Sitting up is a big deal — not because it in itself is fundamentally important (sitting does not equal survival), but because it offers parents a break and kids a better vantage point to play. But like crawling and even walking, this is a milestone that parents look out for, essential or not. So when do babies start sitting up? The short answer is that neurotypical babies born after a full 9-months will sit up on their own anytime between 4-months and 8-months-old. The longer and more accurate answer is that when a baby sits up is less important than how they look during the process of figuring it out. After all, a baby born prematurely might sit up a little later than that, as will a baby who isn’t given much practice sitting up. In other words, the act itself will look different based on the circumstances.
You wouldn’t know this if you were to read books outlining milestones that give you a distinct time period for when baby should, nay must, be sitting up (usually, they tell parents to panic by 9-months). However, the expectations for when babies will sit that are published in parenting books of pediatricians pamphlets are based largely on lab-based data collected from western, white, developed and educated cultures. If you take a cross-cultural look at the issue you’ll see that this is a limited viewpoint that can cause unnecessary worry about time periods when it comes to sitting up.

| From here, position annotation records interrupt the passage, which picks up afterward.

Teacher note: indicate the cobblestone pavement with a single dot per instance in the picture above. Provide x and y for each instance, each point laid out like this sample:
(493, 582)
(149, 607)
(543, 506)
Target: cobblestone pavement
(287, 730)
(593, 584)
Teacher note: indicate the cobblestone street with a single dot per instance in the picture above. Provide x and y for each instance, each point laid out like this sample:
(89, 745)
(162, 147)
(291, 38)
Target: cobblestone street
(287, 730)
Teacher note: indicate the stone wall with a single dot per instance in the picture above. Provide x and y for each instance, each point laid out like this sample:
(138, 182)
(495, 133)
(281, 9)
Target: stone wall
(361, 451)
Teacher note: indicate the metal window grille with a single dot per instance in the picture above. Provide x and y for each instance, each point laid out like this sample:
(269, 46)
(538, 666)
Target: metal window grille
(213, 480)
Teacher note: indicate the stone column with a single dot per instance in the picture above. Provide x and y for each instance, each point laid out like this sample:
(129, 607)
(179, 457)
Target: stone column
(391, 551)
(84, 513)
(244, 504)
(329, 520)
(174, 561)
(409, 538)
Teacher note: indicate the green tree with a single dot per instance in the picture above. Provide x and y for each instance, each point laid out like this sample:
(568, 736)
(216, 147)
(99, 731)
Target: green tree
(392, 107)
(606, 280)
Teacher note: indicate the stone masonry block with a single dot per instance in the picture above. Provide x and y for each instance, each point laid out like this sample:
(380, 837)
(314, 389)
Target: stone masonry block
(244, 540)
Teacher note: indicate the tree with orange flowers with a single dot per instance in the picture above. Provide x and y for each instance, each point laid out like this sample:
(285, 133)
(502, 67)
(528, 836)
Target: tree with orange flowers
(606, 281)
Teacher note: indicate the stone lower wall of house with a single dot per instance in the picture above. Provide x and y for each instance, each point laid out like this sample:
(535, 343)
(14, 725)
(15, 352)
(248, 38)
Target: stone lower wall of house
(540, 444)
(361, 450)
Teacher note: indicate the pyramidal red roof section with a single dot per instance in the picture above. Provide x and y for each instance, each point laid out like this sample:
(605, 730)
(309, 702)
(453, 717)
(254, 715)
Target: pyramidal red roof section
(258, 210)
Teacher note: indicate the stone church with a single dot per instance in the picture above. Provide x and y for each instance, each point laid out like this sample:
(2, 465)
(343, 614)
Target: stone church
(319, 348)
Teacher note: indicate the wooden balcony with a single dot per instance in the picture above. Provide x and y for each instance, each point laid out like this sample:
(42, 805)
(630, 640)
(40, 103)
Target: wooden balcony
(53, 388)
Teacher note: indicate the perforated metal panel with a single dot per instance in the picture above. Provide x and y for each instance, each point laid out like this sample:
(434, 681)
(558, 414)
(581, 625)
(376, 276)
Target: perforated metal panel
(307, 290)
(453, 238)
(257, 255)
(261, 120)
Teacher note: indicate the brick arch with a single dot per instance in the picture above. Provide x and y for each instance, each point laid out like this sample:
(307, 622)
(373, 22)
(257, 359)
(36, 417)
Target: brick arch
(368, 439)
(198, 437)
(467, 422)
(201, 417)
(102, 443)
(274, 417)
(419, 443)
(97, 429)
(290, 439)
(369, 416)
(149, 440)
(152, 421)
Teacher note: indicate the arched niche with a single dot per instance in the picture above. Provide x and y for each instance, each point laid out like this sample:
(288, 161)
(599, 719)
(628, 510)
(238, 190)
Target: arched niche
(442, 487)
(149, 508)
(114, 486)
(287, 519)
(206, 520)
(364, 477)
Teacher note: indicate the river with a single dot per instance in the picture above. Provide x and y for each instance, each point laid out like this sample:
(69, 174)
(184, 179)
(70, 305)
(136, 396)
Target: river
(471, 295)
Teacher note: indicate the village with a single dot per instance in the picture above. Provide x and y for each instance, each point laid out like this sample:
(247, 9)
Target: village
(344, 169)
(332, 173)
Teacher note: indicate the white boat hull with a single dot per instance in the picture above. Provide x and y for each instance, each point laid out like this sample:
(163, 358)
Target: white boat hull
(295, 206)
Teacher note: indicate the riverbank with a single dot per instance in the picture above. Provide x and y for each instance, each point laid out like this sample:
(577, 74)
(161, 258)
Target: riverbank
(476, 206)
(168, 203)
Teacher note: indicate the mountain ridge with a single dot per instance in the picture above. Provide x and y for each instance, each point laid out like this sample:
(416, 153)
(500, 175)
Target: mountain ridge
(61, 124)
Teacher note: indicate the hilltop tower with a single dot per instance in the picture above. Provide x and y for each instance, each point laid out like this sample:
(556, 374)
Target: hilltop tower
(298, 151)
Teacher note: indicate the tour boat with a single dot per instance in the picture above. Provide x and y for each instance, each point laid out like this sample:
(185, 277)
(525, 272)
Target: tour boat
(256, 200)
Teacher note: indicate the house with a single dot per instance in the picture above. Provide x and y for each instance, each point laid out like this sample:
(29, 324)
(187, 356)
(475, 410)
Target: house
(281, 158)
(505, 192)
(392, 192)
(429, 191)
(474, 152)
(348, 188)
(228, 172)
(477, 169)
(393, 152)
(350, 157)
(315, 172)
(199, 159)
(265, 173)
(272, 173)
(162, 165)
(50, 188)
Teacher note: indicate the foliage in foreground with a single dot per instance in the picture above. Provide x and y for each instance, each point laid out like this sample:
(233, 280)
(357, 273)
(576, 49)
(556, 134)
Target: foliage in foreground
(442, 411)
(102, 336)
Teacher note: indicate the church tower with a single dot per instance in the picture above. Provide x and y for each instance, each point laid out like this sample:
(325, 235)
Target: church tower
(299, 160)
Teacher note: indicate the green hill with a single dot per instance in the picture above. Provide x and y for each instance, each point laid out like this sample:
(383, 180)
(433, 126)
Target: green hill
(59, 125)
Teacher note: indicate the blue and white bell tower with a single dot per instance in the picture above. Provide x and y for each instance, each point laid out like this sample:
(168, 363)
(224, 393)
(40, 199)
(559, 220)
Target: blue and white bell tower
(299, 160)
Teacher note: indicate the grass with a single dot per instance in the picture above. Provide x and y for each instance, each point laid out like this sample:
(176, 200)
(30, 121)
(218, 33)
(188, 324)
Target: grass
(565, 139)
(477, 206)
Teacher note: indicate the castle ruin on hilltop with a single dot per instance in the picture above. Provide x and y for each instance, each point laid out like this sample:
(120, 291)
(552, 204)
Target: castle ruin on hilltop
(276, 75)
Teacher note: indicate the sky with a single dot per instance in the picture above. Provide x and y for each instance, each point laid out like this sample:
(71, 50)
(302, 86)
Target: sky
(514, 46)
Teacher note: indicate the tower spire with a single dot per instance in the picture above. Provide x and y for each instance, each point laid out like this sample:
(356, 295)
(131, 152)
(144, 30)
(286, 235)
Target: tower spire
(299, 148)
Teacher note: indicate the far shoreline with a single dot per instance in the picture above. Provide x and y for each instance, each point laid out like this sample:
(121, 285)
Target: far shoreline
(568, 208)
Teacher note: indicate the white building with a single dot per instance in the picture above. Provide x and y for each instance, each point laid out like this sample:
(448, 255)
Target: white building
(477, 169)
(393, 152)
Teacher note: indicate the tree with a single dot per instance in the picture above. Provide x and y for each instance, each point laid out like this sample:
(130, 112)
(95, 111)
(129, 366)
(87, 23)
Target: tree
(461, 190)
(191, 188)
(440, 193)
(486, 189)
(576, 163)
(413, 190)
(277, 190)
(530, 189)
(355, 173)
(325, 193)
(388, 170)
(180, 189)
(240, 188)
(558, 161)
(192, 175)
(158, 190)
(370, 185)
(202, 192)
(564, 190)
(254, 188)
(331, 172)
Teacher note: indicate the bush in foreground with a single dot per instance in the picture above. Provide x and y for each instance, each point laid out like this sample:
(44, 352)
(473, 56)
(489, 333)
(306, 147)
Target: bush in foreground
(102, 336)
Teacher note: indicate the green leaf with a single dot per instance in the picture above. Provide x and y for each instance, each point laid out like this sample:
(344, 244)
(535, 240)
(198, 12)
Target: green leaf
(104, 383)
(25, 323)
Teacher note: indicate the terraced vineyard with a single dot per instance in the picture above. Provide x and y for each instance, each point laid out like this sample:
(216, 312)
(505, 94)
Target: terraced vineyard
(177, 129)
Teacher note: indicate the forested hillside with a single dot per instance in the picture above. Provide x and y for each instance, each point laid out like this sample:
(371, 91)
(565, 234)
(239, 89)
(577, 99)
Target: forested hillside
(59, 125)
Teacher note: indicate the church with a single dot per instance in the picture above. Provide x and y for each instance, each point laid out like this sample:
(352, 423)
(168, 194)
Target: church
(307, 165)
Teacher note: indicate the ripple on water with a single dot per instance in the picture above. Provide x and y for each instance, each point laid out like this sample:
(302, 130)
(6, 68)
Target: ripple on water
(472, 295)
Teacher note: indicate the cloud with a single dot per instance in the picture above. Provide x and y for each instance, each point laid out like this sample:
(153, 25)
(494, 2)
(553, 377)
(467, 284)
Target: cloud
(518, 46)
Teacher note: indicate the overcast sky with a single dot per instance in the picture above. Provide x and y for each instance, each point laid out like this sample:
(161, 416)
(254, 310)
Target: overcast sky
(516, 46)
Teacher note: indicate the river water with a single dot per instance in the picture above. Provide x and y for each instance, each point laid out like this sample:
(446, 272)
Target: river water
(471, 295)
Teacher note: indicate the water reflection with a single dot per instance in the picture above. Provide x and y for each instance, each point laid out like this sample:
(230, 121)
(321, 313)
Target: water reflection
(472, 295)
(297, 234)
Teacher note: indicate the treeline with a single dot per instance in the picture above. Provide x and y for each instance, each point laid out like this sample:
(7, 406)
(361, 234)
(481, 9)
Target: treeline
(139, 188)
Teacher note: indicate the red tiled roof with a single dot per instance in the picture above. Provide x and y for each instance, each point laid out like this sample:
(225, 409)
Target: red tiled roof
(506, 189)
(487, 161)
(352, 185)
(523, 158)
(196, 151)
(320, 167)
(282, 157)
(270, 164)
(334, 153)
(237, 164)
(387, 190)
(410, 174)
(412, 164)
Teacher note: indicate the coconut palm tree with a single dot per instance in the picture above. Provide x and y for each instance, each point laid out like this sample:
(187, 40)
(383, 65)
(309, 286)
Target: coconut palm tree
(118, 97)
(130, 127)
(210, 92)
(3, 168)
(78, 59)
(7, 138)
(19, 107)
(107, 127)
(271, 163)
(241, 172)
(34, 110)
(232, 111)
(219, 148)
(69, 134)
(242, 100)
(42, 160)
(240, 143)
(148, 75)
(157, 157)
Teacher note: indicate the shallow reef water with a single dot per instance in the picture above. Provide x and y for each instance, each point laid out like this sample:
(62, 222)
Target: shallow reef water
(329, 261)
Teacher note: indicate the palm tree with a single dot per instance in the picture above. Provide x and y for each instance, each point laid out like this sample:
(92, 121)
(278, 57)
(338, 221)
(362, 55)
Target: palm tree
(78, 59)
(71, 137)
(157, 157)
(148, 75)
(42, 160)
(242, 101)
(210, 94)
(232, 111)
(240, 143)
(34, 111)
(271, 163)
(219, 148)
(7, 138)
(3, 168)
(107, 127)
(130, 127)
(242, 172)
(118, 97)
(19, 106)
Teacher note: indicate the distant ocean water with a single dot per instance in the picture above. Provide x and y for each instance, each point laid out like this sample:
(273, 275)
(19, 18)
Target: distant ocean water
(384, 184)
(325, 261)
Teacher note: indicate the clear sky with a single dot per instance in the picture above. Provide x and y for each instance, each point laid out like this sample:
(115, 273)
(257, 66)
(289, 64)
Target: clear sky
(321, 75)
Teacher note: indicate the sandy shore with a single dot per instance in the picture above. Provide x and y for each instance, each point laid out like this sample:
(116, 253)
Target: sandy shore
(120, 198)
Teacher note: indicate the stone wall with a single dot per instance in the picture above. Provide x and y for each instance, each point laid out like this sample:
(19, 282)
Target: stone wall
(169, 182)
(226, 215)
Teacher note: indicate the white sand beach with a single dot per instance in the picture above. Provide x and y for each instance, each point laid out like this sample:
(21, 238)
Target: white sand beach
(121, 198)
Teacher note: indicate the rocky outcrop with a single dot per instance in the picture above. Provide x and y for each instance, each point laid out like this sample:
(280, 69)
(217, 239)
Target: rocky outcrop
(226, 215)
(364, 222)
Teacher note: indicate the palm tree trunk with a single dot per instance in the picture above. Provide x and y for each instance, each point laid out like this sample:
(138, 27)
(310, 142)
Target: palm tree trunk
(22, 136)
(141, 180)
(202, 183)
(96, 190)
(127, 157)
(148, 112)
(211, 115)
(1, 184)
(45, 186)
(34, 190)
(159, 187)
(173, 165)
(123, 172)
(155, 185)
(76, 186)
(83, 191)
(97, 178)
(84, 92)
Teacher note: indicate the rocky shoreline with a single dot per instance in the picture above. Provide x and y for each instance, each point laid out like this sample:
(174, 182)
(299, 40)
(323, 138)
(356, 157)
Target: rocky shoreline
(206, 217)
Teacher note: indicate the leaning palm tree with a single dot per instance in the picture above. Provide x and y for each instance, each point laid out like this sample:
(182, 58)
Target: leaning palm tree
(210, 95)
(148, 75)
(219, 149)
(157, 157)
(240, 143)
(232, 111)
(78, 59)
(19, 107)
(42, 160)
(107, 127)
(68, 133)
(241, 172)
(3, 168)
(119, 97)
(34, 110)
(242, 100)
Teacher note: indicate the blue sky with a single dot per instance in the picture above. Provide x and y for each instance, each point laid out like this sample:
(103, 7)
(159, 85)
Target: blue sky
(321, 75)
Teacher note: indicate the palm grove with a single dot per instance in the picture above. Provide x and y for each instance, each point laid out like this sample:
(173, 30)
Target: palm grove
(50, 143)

There is a huge range of cultural norms for when a baby can sit independently and still turn out fine.
In a 2015 study, researchers from the City University of New York made in-home observations in six cultural groups around the world in order to understand sitting abilities in 5-months old babies. What they found was that sitting ability was tied to environmental and cultural factors that affected the opportunities babies had to practice sitting.
“Proficiency varied considerably within and between cultural groups,” the study authors note. They found that 64 percent of the babies could only sit with support at 5-months, and 36 percent sat independently. But the amount of time they could sit varied widely too. “Some infants sat unsupported for 20-plus minutes, in some cases so securely that mothers moved beyond arms’ reach of their infants even while infants sat on raised surfaces,” researchers noted.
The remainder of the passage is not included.